This past week was a tough one for everyone. As our collective fate hung in the balance, we were somehow expected to function? To work, to raise our kids, to maintain our mental health.
I suffer from anxiety. Last week was like the super bowl for anxiety. It was hard to function. Hard to focus on anything other than constantly refreshing election results. Hard to meet deadlines. Hard to produce work product. Easy to fixate.
When I find myself fixating, I try to switch my focus from whatever event or situation I’m in that I can’t control, to something I can control. Like baking with my kids. Or Organizing. Or cleaning. My apartment the week my appellate brief was due in law school? Sparkling. Most other weeks that year? Much less so.
When anxiety befell me this time, I dug into some materials from a conference I recently attended, Digital Directions. One of the excellent sessions was on copyright and digital collections. As I paged through the PowerPoint, a tidbit caught my eye that I remembered from the live session, a project the New York Public Library built in 2011 called “What’s on the Menu?” This project involved crowdsourcing metadata for a collection of vintage menus.
Previously, my experience with crowdsourcing centered on legal research tools such as Casetext or Mootus, as discussed by Ashley Ahlbrand in her RIPS post from 2014. I also viewed crowdsourcing through the lens of a repository project manager, an interesting way to fill in metadata beyond the collective knowledge of current librarians and previous documentation efforts. Or as a method to obtain transcriptions without paying the price to a vendor or in staff time, such as this project from Stanford Libraries.
But crowdsourcing can also be an excellent tool for patron engagement. In 2016, the Law Library of Congress launched a large-scale crowdsourcing project to apply metadata to a collection of primary law documents obtained from William S. Hein & Co, Inc.
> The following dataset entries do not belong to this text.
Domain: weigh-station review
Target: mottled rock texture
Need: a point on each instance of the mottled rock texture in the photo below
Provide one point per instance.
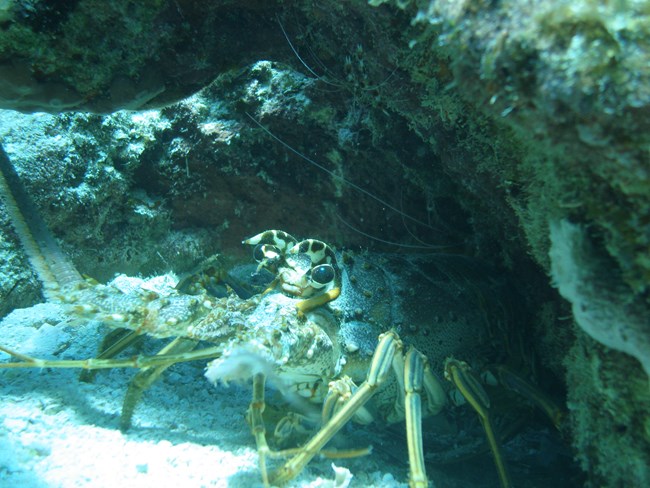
(486, 122)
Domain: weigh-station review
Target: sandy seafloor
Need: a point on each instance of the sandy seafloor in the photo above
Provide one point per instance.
(56, 431)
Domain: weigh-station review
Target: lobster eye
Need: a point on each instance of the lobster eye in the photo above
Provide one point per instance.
(265, 251)
(323, 274)
(258, 253)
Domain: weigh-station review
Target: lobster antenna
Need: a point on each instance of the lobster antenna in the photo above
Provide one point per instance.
(337, 177)
(53, 268)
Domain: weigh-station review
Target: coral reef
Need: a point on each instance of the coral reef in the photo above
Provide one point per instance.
(514, 131)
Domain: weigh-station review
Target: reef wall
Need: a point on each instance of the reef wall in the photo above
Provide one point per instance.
(514, 131)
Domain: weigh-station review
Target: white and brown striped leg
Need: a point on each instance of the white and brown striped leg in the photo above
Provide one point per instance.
(380, 367)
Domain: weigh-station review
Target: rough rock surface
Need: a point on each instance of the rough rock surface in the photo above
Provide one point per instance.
(484, 121)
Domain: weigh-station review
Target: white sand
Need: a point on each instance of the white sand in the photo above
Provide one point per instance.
(56, 431)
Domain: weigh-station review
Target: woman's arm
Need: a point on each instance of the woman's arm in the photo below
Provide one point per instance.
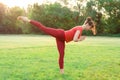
(76, 36)
(82, 38)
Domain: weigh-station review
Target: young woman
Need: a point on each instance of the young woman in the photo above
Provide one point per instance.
(74, 34)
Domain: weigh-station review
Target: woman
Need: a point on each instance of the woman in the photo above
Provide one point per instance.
(74, 34)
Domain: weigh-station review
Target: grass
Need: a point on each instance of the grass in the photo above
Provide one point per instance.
(34, 57)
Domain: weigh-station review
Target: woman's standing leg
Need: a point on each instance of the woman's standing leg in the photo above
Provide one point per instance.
(61, 49)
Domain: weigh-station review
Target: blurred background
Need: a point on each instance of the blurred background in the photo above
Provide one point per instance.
(63, 14)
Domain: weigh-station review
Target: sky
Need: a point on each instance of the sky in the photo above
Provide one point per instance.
(23, 3)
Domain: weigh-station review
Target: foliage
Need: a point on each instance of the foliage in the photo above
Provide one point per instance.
(30, 57)
(105, 13)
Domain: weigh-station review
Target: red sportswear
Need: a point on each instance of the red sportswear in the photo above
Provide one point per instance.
(69, 34)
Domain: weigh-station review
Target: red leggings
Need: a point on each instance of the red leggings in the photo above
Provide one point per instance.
(59, 34)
The project was staffed with a group of interns (primarily current law and library science students). Overwhelmingly, the students loved the experience, finding it educational and valuable. They enjoyed working with primary materials and the convenience of working remotely.
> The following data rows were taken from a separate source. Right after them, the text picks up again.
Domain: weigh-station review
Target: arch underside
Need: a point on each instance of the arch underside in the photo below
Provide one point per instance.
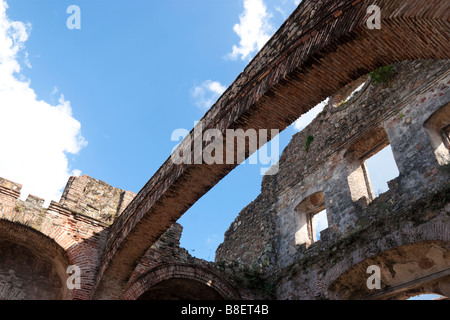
(180, 282)
(32, 266)
(405, 271)
(323, 56)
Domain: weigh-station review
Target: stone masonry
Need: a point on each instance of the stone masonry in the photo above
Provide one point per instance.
(126, 246)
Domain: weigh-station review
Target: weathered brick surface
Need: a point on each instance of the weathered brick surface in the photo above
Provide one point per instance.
(411, 214)
(115, 238)
(323, 46)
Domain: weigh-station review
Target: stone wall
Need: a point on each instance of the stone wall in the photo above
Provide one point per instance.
(344, 135)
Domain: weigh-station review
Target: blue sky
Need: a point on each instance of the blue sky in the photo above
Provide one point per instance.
(104, 100)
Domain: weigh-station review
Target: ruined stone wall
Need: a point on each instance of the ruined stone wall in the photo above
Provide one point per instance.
(38, 244)
(71, 232)
(414, 210)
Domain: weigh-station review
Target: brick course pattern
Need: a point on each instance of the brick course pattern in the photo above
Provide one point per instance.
(128, 245)
(323, 46)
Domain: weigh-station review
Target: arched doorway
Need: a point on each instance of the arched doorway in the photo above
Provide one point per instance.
(180, 282)
(32, 266)
(180, 289)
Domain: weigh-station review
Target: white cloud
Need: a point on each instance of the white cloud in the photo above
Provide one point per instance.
(306, 118)
(35, 137)
(207, 93)
(253, 29)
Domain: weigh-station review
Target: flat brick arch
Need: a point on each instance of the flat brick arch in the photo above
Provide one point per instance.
(33, 262)
(322, 47)
(166, 272)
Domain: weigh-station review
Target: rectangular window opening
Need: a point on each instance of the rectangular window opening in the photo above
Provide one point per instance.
(382, 168)
(311, 219)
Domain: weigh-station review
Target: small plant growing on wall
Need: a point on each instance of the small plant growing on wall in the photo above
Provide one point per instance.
(308, 142)
(383, 74)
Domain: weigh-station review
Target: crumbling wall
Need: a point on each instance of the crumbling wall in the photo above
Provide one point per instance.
(327, 158)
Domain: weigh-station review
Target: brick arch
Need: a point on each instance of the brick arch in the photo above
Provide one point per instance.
(322, 47)
(404, 257)
(170, 271)
(37, 261)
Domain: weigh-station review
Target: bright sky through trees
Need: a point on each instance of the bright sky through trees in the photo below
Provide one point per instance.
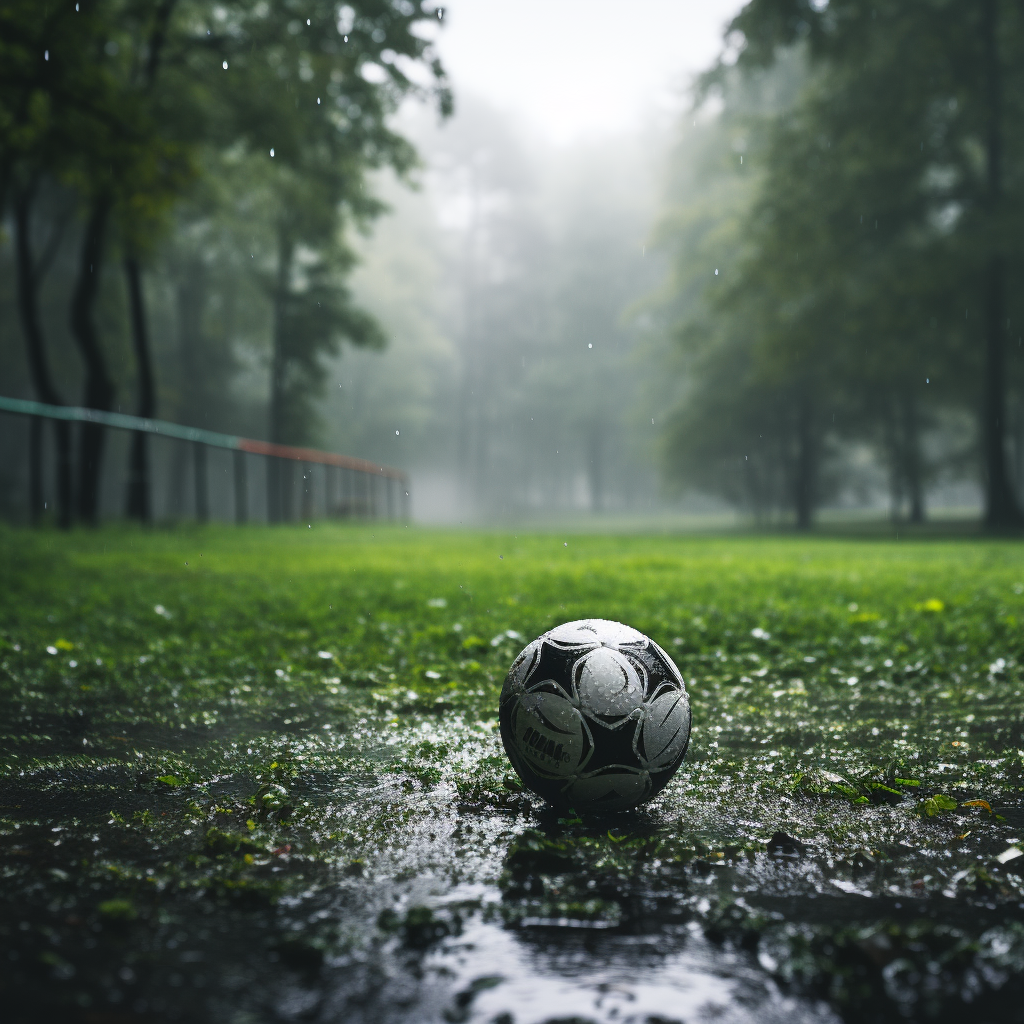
(576, 69)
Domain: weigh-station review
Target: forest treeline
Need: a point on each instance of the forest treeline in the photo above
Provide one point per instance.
(827, 306)
(846, 230)
(185, 139)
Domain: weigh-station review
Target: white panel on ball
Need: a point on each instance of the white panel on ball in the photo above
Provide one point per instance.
(608, 684)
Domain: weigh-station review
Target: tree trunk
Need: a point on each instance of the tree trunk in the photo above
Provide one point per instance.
(138, 504)
(894, 452)
(1001, 510)
(806, 465)
(595, 452)
(275, 482)
(99, 388)
(42, 380)
(912, 462)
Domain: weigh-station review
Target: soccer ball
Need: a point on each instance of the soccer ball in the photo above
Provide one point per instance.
(594, 716)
There are a plethora of ongoing projects if you or your patrons are interested in breaking into the crowdsourcing game. Following the passage of the Crowdsourcing and Citizen Science Act of 2016, the U.S. government launched citizenscience.gov, designed to accelerate the use of crowdsourcing and citizen science across the U.S. government. The site hosts a database of projects, a community, and Toolkit. NARA, The Smithsonian, and the Library of Congress regularly post regarding upcoming and ongoing projects. Zooniverse and Metadata Games are also excellent resources for identifying possible projects and collaborations.
You can also launch a crowdsourcing project at your library. There are several good resources available to assist in the planning, such as books, past AALL presentations, blog posts with tips from previous projects, and research studies evaluating past projects with recommendations for best practices.
At a time when we are struggling to engage with patrons due to COVID-19 restrictions, crowdsourcing can be an excellent method to reach and celebrate all our various patron bases, such as students, faculty, alumni and the public. Anyone can participate from wherever they are, and they can feel like they are a part of something, while maybe learning along the way.